You are viewing a plain text version of this content. The canonical link for it is here.
Posted to issues@lucene.apache.org by "Michael McCandless (Jira)" <ji...@apache.org> on 2021/10/28 13:19:00 UTC

[jira] [Commented] (LUCENE-9673) The level of IntBlockPool slice is always 1

    [ https://issues.apache.org/jira/browse/LUCENE-9673?page=com.atlassian.jira.plugin.system.issuetabpanels:comment-tabpanel&focusedCommentId=17435401#comment-17435401 ] 

Michael McCandless commented on LUCENE-9673:
--------------------------------------------

OK phew catching up on this issue again [~mashudong]! Sorry for the crazy long delay.

It turns out nothing in Lucene's {{core}} uses any of this complex growable {{int[]}} logic – only {{MemoryIndex}} does (today anyways).  {{core}}'s {{int[]}} allocation need are are simpler: just allocating 1, 2 or 3 ints per new term encountered during indexing (depending on docs, freqs, prox are enabled). For {{byte[]}} storage, we do still use/need the growing slices to account for longer and shorter vInt encoded postings lists.

I will open a follow-on issue to promote this out of {{core}} into {{MemoryIndex}}.

For this issue let's just fix this sneaky {{IntBlockPool}} performance bug!
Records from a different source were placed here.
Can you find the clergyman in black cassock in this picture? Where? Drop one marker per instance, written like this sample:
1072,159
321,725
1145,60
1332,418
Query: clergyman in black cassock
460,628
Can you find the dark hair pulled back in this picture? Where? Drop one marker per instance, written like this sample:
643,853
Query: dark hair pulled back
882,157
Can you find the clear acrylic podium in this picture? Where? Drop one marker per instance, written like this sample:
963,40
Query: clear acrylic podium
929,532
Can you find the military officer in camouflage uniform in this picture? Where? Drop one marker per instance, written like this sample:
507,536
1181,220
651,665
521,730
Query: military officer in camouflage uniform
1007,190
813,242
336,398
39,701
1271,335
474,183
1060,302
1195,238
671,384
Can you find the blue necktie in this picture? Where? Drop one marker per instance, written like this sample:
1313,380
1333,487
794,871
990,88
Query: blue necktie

Oh and I also found this long-standing {{TODO}}:
{noformat}
   // TODO: figure out why this is 2*streamCount here. streamCount should be enough?{noformat}
And indeed it is over-allocating – we are wasting half of the {{int[]}} RAM we are allocating!  I fixed that, tests pass.  So this will be a little RAM efficiency improvement for {{IndexWriter}}.

Separately, I wonder if we could run a static "locally dead code detector" from gradle that would crawl the source graph dependencies, excluding tests?  I.e. this code was not technically dead, since unit tests were indeed exercising it, and another Lucene module was also using it, but nothing in Lucene's {{core}} was in fact using it.  I wish such code were automatically removed from our repository, or proposed to be moved out to the module that really needs it :)  Sort of a source code garbage collector ...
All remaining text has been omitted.